Nel vasto universo del tè verde cinese, esistono tre maestri silenziosi che da secoli custodiscono l’essenza stessa della tradizione: Longjing, Biluochun e Huangshan Maofeng. Sono i protagonisti di un racconto fatto di nebbie mattutine, mani sapienti e foglie che danzano nei wok incandescenti. Questi tè sono geografie liquide, poesie bevibili che racchiudono in sé la saggezza delle montagne cinesi e la pazienza infinita degli artigiani del tè.
Oggi entriamo nel cuore pulsante della tradizione cinese del tè verde, dove ogni foglia è una pennellata di paesaggio, ogni sorso un viaggio attraverso colline avvolte dalla bruma, dove il tempo sembra fermarsi in un eterno momento di primavera. Questi tre grandi tè sono come i pilastri di un tempio invisibile, ciascuno con la propria personalità, eppure tutti figli della stessa terra antica.

Longjing – Il Pozzo del Drago, già citato nell’articolo: “Il mondo segreto del tè verde”
Nel cuore della provincia di Zhejiang, sulle colline che abbracciano il Lago Occidentale di Hangzhou, nasce il più celebre tra i tè verdi cinesi. Il Longjing, conosciuto in Occidente come Dragon Well, è un’icona culturale, un tesoro nazionale, una filosofia di vita distillata in una tazza. Il nome stesso evoca la leggenda che lo accompagna da secoli. Si narra che in tempi antichi, durante una terribile siccità, un vecchio monaco pregò il drago guardiano di un pozzo sacro affinché portasse la pioggia. Il drago ascoltò la supplica e le terre intorno al pozzo divennero benedette da acque pure e nebbie protettive. Da allora, le piante di tè che crescono in quella zona portano in sé la forza del drago: la capacità di trasformare l’ordinario in straordinario.
La lavorazione del Longjing è un atto di maestria artigianale che richiede anni di apprendistato. Le foglie vengono raccolte nelle primissime ore del mattino, quando la rugiada bacia ancora le gemme tenere. Sono quattro le foglie perfette per ogni raccolta: una gemma e due o tre foglie giovani, non di più. Solo così si garantisce quella dolcezza delicata che caratterizza il tè autentico. Ciò che rende ulteriormente unico il Longjing è la tecnica della tostatura a mano nel wok. Le foglie fresche vengono adagiate in grandi padelle di ferro riscaldate a temperature precise, controllate solo dall’esperienza e dall’intuizione del maestro del tè. Con movimenti fluidi e ritmici, le foglie vengono pressate, ruotate, appiattite contro le pareti calde del wok. Questo gesto ripetuto migliaia di volte non è meccanico: è una danza, un dialogo tra mano e foglia, dove il calore disattiva gli enzimi ossidanti preservando il verde brillante e rilasciando aromi che ricordano castagne tostate, fiori di primavera e un’impercettibile dolcezza vegetale.

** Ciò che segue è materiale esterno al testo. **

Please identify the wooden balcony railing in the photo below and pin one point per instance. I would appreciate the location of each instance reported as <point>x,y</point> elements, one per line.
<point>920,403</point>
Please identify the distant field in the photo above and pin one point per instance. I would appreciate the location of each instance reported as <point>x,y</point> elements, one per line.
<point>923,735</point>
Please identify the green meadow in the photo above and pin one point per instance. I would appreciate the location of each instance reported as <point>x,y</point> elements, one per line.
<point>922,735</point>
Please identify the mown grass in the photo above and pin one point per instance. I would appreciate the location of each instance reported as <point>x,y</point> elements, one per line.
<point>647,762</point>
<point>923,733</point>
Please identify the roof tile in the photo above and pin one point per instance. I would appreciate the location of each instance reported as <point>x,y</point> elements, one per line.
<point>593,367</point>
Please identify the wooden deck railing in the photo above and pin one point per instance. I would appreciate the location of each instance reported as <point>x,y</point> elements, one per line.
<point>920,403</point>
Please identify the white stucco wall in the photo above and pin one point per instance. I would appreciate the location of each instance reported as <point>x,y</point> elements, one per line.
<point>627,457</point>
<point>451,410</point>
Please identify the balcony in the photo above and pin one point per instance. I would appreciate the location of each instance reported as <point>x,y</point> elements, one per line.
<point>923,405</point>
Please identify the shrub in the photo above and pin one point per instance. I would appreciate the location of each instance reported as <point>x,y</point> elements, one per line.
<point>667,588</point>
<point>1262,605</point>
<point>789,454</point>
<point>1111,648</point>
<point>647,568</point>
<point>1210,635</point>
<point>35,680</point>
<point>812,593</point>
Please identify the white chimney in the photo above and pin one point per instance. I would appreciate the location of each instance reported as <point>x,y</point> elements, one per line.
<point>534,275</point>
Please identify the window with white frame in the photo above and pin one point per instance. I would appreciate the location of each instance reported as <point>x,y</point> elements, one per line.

Il risultato sono foglie perfettamente piatte, lisce come piccole lance di giada, di un verde luminoso che cattura la luce. Quando le foglie vengono immerse nell’acqua calda, si risvegliano lentamente, aprendo le loro forme compresse come piccoli ventagli che si dispiegano in una danza verticale, salendo e scendendo nella tazza in un movimento ipnotico.
Il primo sorso di Longjing è un’esperienza che va oltre il gusto. Si percepisce subito una dolcezza naturale, quasi zuccherina, che avvolge il palato senza essere invadente. Seguono note tostate di castagna fresca, un accenno di mandorla, una freschezza vegetale che ricorda i piselli novelli e l’erba dopo la pioggia. Non c’è amarezza, solo un’astringenza gentile che pulisce la bocca e invita al sorso successivo. L’aroma è altrettanto prezioso, floreale senza essere profumato, con sentori di orchidea selvatica e una base di freschezza minerale che richiama le pietre bagnate dai ruscelli di montagna. Ogni infusione rivela nuove sfumature, la prima è vibrante e luminosa, la seconda più morbida e avvolgente, la terza dolce e contemplativa.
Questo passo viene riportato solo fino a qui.